Implications of Ghostery acquisition

by greg on January 21, 2010

A couple of days ago, the regulatory compliance firm Better Advertising announced that it had acquired the web-bug-tracking Firefox addon Ghostery. It got mentioned in a couple places but was under-discussed, given its potential importance.

Ghostery as a Firefox extension is important because it has an opt-in database of web bug usage, collected from its users. That plus users’ ability to selectively block web bugs creates interesting opportunities for community pressure – opportunities that more scorched-earth extensions like AdBlock lack. People that block all advertising are useless; people that selectively block advertising are worth monitoring closely. (I touched on this earlier here.)

Better Advertising as a company is important because it’s on the unpopular side of a popular bet – whether the government’s going to regulate online advertising or not. Most companies have been operating like they wouldn’t; it increasingly looks like it will. Should government regulation occur (I’ve called this ‘the adpocalypse‘ before, given the amount of technical effort that could be wiped out), Better Advertising’s in a great position to profit.

Together, Better Advertising+Ghostery can act as a direct conduit between the end users and the online advertising industry – connecting the acted upon and the actors. It’s a big open question which group will influence the other more, and who Better Advertising will favor – while they don’t have a business model yet, it’s likely that the advertising industry will pay their bills. But if they do it right, installing Ghostery and selectively making blocking decisions could have a direct impact on the practices of the ad industry as a whole. That’s something new.

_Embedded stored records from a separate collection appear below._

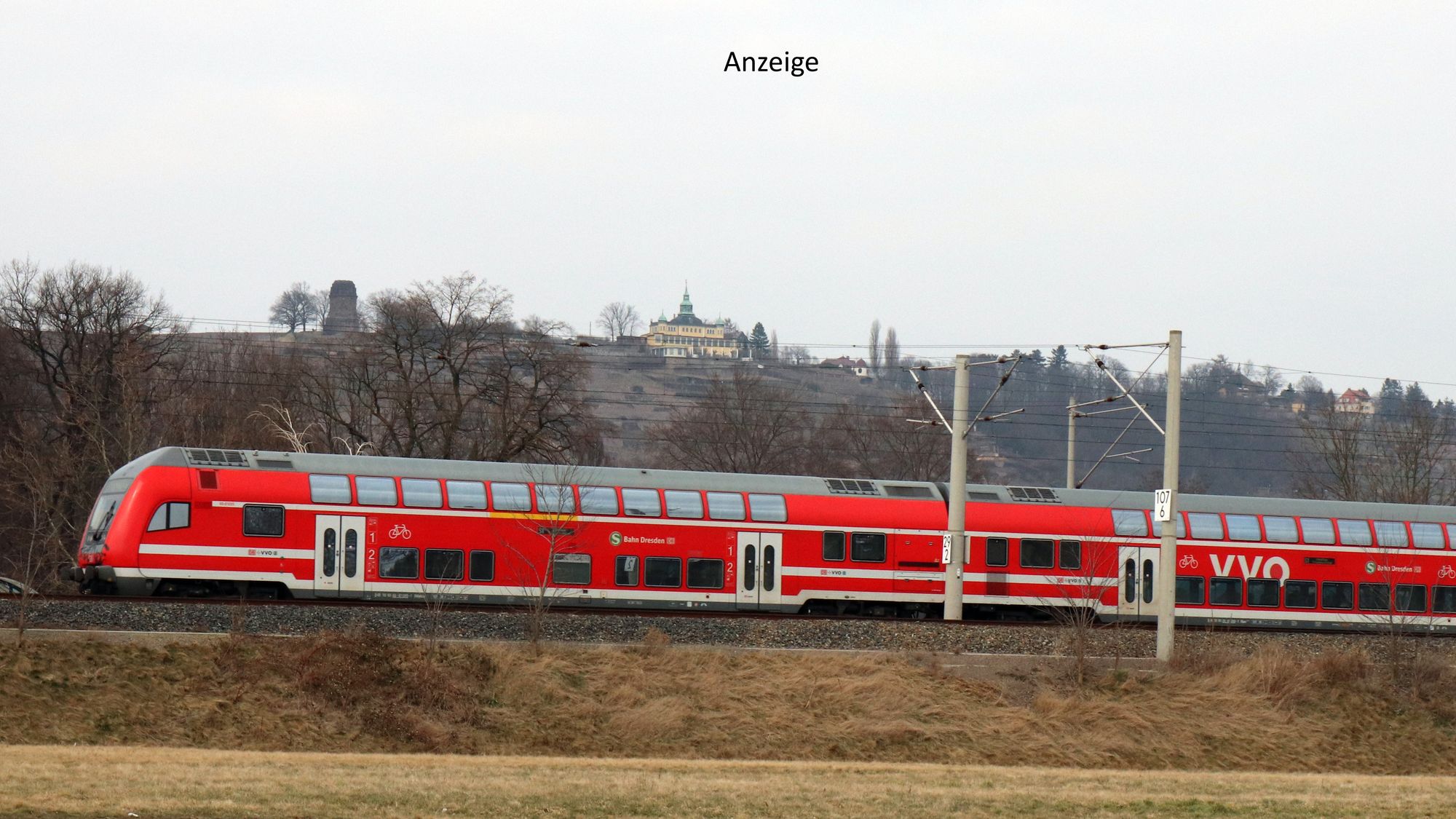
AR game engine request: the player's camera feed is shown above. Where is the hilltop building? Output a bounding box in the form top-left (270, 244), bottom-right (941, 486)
top-left (646, 284), bottom-right (748, 358)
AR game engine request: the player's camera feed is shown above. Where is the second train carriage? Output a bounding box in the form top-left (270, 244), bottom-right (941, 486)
top-left (74, 448), bottom-right (1456, 630)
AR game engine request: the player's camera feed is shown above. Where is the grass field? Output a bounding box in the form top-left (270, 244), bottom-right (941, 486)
top-left (0, 746), bottom-right (1456, 819)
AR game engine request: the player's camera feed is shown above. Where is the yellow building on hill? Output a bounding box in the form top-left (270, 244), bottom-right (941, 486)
top-left (646, 285), bottom-right (748, 358)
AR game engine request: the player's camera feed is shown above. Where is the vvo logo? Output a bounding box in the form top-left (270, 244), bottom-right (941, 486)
top-left (1208, 554), bottom-right (1289, 580)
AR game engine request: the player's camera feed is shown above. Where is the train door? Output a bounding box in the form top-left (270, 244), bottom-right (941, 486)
top-left (313, 515), bottom-right (364, 598)
top-left (1117, 547), bottom-right (1158, 618)
top-left (737, 532), bottom-right (783, 609)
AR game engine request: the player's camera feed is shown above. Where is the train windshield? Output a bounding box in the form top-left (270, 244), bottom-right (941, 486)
top-left (82, 493), bottom-right (127, 554)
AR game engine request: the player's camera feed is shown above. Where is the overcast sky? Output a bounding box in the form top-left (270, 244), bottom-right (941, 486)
top-left (0, 0), bottom-right (1456, 395)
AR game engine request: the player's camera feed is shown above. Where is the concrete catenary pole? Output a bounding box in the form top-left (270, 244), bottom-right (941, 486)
top-left (945, 354), bottom-right (971, 620)
top-left (1153, 329), bottom-right (1182, 663)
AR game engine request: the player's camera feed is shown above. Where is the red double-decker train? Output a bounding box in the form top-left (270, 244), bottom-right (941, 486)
top-left (73, 448), bottom-right (1456, 630)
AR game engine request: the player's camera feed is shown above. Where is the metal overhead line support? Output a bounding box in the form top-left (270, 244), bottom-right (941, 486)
top-left (910, 352), bottom-right (1025, 620)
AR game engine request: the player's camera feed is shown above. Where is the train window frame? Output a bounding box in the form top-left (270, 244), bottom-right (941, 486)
top-left (1223, 515), bottom-right (1264, 542)
top-left (379, 547), bottom-right (419, 580)
top-left (147, 500), bottom-right (192, 532)
top-left (399, 478), bottom-right (446, 509)
top-left (1370, 521), bottom-right (1411, 550)
top-left (986, 538), bottom-right (1010, 569)
top-left (309, 474), bottom-right (354, 505)
top-left (1016, 538), bottom-right (1057, 569)
top-left (1057, 541), bottom-right (1082, 571)
top-left (612, 555), bottom-right (642, 589)
top-left (1188, 512), bottom-right (1226, 541)
top-left (1335, 518), bottom-right (1374, 547)
top-left (1264, 515), bottom-right (1299, 544)
top-left (662, 490), bottom-right (703, 521)
top-left (642, 555), bottom-right (683, 589)
top-left (1411, 522), bottom-right (1446, 550)
top-left (849, 532), bottom-right (890, 563)
top-left (622, 487), bottom-right (662, 518)
top-left (243, 503), bottom-right (288, 538)
top-left (748, 493), bottom-right (789, 523)
top-left (1431, 586), bottom-right (1456, 614)
top-left (446, 481), bottom-right (488, 510)
top-left (706, 493), bottom-right (748, 521)
top-left (577, 487), bottom-right (622, 518)
top-left (550, 553), bottom-right (591, 586)
top-left (531, 484), bottom-right (577, 515)
top-left (425, 550), bottom-right (464, 580)
top-left (1112, 509), bottom-right (1150, 538)
top-left (354, 475), bottom-right (399, 506)
top-left (1284, 580), bottom-right (1319, 609)
top-left (1319, 580), bottom-right (1356, 612)
top-left (491, 481), bottom-right (531, 512)
top-left (1299, 516), bottom-right (1335, 547)
top-left (821, 532), bottom-right (849, 563)
top-left (1208, 577), bottom-right (1243, 608)
top-left (1243, 577), bottom-right (1280, 609)
top-left (1174, 574), bottom-right (1207, 606)
top-left (687, 557), bottom-right (727, 589)
top-left (470, 550), bottom-right (495, 583)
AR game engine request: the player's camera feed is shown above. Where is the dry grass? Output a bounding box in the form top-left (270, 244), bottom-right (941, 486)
top-left (0, 633), bottom-right (1456, 774)
top-left (8, 746), bottom-right (1456, 819)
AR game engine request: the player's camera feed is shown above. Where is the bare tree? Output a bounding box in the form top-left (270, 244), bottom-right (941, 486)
top-left (268, 281), bottom-right (323, 332)
top-left (597, 301), bottom-right (642, 338)
top-left (651, 370), bottom-right (814, 474)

{ 2 comments… read them below or add one }

Kelly Hwang May 3, 2010 at 9:50 am

Greg, interesting post! You’re spot on re: the lack of coverage on the ghostery acquisition by mainstream tech blogs. Curious your thoughts on how these regulations will play out in the mobile space and who building BA+Ghostery for the mobile device?

greg May 4, 2010 at 1:26 pm

Hey, Kelly. If the Boucher bill posted up in draft form today is any indication, mobile will initially be lumped under a set of ‘internet’ regulations that don’t fit it perfectly. Eventually more refined regulations will emerge, but this will take a while. In the meantime, mobile companies will try and comply with the existing regulations as best they can, to the extent they can, with a zeal correlated with the FTC’s zeal for enforcement.

A Better Advertising for mobile would be very difficult to implement due to the various restrictions imposed by each platform. You’d have to partner with the platform providers in certain cases just to get the access you’d need – good luck with that. However, I believe it’s doable for Android.